Influenza A virus undergoes compartmentalized replication in vivo dominated by stochastic bottlenecks

Katherine A Amato, Luis A Haddock III, Katarina M Braun, Victoria Meliopoulos, Brandi Livingston, Rebekah Honce, Grace A Schaack, Emma Boehm, Christina A Higgins, Gabrielle L Barry, Katia Koelle, Stacey Schultz-Cherry, Thomas C Friedrich and Andrew Mehle Nat. Commun. 13, 1–15 (2022).

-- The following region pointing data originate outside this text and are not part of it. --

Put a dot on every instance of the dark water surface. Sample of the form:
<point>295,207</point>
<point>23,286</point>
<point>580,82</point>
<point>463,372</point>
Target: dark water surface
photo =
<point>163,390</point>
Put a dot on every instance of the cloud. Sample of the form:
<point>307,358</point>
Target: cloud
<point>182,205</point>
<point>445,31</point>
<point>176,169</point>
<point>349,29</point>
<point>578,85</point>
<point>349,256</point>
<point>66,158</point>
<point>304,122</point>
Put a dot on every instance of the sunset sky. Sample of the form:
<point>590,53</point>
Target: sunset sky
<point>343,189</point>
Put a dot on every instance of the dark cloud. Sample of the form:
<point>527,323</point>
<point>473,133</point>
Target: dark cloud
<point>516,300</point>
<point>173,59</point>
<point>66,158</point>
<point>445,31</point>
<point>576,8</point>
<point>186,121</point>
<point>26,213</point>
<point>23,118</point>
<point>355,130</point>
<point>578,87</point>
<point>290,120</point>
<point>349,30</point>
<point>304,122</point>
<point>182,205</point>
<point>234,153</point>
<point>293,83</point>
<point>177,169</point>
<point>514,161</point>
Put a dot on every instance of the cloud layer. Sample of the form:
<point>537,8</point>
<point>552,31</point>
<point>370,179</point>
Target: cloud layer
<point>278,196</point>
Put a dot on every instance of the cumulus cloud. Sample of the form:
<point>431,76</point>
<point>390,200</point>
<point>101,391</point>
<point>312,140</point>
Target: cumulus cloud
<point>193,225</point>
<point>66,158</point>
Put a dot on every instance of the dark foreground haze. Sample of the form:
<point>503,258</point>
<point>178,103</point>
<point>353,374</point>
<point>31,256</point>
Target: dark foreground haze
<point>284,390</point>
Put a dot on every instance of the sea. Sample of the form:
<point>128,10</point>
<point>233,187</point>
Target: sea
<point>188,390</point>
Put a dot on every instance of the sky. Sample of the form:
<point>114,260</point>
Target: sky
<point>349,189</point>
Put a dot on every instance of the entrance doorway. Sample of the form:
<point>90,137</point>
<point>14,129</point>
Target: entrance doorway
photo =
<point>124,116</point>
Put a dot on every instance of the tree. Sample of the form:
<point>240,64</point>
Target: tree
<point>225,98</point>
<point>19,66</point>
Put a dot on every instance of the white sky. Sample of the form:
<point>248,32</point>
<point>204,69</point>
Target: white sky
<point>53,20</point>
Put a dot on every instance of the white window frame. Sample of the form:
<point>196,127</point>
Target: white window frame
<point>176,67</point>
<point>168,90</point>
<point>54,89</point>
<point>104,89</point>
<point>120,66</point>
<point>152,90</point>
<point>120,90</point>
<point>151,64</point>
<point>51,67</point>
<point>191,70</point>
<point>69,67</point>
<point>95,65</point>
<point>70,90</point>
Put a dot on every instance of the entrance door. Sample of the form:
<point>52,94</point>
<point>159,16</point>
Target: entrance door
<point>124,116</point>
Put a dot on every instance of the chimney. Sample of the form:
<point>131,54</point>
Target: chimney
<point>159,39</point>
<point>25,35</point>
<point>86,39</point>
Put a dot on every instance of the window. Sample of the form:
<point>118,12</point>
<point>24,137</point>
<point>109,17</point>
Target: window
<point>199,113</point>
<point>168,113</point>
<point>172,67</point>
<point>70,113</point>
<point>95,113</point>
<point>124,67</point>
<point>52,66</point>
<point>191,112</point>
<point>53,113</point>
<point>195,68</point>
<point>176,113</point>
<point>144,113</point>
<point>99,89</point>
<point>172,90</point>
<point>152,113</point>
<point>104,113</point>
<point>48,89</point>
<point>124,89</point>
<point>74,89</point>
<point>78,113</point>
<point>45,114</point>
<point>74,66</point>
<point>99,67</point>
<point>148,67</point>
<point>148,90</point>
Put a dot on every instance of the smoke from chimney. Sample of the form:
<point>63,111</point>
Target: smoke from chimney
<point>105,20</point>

Transmission of influenza A viruses (IAV) between hosts is subject to numerous physical and biological barriers that impose genetic bottlenecks, constraining viral diversity and adaptation. The presence of bottlenecks within individual hosts and their potential impacts on evolutionary pathways taken during infection and subsequent transmission are poorly understood. To address this knowledge gap, we created highly diverse IAV libraries bearing molecular barcodes on two independent gene segments, enabling high-resolution tracking and quantification of unique virus lineages within hosts. Here we show that IAV infection in lungs is characterized by multiple within-host bottlenecks that result in “islands” of infection in lung lobes, each with genetically distinct populations. We performed site-specific inoculation of barcoded IAV in the upper respiratory tract of ferrets and tracked viral diversity as infection spread to the trachea and lungs. We observed compartmentalized replication of discrete barcoded populations within the lobes of the lung. Bottlenecks stochastically sampled individual viruses from the upper respiratory tract or the trachea that became the dominant genotype in a particular lobe. These populations are shaped strongly by founder effects, with no evidence for positive selection. The segregated sites of replication highlight the jackpot-style events that contribute to within-host influenza virus evolution and may account for low rates of intrahost adaptation.